TheHackerGiraffe scanned the Internet to find the list of vulnerable printers with port 9100 open using Shodan, a search engine for internet-connected devices and exploited them to spew out a message, saying:
"PewDiePie is in trouble, and he needs your help to defeat T-Series!"
"PewDiePie, the currently most subscribed to channel on YouTube, is at stake of losing his position as the number one position by an Indian company called T-Series that simply uploads videos of Bollywood trailers and campaigns,"And then the message urged hack victims to unsubscribe from T-Series channel and subscribe to PewDiePie instead.
The hacker mainly uses an open-source hacking tool to exploit vulnerable printers, called Printer Exploitation Toolkit (PRET), which has been designed for testing printers against various known vulnerabilities, allowing attackers to capture or manipulate print jobs.
Though it's a nice trick to raise cybersecurity awareness and consequences of leaving vulnerable printers exposed online, law and information security experts do not recommend other white hat hackers to participate in such stunts.
"Spread the word with your friends about printers and printer security!

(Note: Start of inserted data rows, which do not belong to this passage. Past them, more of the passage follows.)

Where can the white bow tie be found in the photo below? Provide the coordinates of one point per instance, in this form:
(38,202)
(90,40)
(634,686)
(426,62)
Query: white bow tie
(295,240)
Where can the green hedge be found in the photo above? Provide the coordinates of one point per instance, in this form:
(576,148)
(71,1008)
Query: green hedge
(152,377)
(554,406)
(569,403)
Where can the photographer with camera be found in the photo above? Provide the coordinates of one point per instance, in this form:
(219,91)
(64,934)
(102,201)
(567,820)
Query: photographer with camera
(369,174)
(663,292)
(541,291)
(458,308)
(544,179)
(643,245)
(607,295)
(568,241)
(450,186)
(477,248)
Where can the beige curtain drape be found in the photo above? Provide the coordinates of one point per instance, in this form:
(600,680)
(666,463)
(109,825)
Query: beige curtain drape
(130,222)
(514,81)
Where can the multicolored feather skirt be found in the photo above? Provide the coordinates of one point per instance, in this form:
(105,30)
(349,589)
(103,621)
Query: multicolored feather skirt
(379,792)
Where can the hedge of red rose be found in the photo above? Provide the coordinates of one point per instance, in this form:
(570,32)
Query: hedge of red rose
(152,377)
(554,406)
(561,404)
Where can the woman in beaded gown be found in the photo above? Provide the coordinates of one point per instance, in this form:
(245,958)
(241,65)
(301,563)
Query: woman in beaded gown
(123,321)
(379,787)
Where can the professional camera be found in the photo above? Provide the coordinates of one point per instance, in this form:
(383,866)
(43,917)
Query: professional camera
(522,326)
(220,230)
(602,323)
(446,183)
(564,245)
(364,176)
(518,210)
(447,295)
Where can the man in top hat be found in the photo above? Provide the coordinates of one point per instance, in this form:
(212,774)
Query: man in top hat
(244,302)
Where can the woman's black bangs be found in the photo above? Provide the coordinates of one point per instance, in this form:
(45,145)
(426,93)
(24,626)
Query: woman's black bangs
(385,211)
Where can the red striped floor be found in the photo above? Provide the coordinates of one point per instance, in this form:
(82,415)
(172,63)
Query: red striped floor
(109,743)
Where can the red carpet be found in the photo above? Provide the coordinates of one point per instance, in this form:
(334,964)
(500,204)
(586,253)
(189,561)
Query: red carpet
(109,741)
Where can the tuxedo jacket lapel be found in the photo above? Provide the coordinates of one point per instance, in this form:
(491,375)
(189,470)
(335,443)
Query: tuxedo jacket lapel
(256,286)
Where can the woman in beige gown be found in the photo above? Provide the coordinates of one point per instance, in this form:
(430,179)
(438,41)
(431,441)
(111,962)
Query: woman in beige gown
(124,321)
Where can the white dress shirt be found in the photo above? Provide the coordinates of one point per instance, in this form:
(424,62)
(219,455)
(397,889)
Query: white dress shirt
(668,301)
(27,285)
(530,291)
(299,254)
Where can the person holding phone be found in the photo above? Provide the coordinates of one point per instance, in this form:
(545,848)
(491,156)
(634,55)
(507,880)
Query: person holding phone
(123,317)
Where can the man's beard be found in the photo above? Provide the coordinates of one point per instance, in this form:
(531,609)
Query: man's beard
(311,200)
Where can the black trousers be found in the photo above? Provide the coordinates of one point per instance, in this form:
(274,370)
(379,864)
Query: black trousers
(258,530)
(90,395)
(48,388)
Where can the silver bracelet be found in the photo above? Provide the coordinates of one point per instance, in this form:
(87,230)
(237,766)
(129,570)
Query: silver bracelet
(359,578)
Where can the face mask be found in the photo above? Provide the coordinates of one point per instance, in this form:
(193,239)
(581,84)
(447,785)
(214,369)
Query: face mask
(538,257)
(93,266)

This is actually a scary matter," the hacker tweeted.
Believe it or not, even your fax number is literally enough for hackers to gain complete control over the printer and possibly infiltrate the rest of the network connected to it. Earlier this year we covered research explaining vulnerabilities discovered in the communication protocols used in tens of millions of fax machines globally.
Well, the gap between the two channels is narrowing, let's see if PewDiePie could win the crown of most-followed YouTube channel.